MESSINA. Dopo anni di oblio, quando manca meno di un mese alle prossime elezioni politiche, il Ponte sullo Stretto di Messina è divenuto nuovamente un tema caldissimo. Gli ultimi ad esporsi sulla grande opera, dopo le recenti dichiarazioni di Silvio Berlusconi, la replica di Alessandro Di Battista e la controreplica di Gianfranco Miccichè, sono i portavoce messinesi del Movimento 5 Stelle Francesco D’Uva, Valentina Zafarana e Antonio De Luca, che rispondono alle dichiarazioni rilasciate dall’assessore siciliano alle Infrastrutture, Marco Falcone, al termine del convegno “Per una svolta dei Trasporti in Sicilia: analisi economiche e scelte modali”.
“Il tema del Ponte sullo Stretto torna a intervalli regolari – commentano i pentastellati – come seguisse una logica che va di pari passo con le campagne elettorali del tempo. Noi, che abbiamo invece le idee chiare e non seguiamo logiche politiche pre-elettorali, sul dibattito del Ponte ci siamo sempre schierati in maniera univoca: non lo vogliamo“.
“Abbiamo sempre sostenuto – spiega D’Uva – che anche solo prima di pensare ad opere mastodontiche sia doveroso riguardare la rete dei trasporti in Sicilia, dove a farla da padrone sono strade e autostrade colabordo, reti ferroviarie scandalose, una continuità territoriale mai rispettata. Come si può parlare di Ponte sullo Stretto quando le nostre strade provinciali sono continua preda di interruzioni, frane mai sistemate, odissee per cittadini e lavoratori? Come al solito si pensa più a fare campagna elettorale che alle vere esigenze di messinesi e siciliani. È inaccettabile”.
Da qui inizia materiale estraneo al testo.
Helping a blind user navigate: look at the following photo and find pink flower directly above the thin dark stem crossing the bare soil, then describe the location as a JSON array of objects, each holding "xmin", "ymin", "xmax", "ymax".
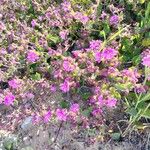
[{"xmin": 56, "ymin": 109, "xmax": 67, "ymax": 121}]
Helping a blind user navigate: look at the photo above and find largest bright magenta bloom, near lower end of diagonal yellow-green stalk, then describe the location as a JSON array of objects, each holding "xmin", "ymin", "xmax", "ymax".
[{"xmin": 101, "ymin": 47, "xmax": 117, "ymax": 60}]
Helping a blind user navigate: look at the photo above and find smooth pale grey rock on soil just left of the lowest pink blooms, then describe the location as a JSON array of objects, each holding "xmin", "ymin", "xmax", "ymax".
[{"xmin": 21, "ymin": 116, "xmax": 33, "ymax": 131}]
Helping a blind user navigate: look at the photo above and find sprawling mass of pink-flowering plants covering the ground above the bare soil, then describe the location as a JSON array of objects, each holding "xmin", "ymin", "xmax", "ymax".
[{"xmin": 0, "ymin": 0, "xmax": 150, "ymax": 142}]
Ad intervenire è anche Grazia D’Angelo, candidata all’uninominale di Messina per il M5S: “Realizzare il Ponte sullo Stretto è antieconomico, considerando che il tempo di ritorno del denaro speso sarebbe stimato in 600 anni. Tra l’altro, con i 10 miliardi che si intendono investire in denaro pubblico, potremmo dare ai siciliani una rete stradale e ferroviaria degna di questo di nome”.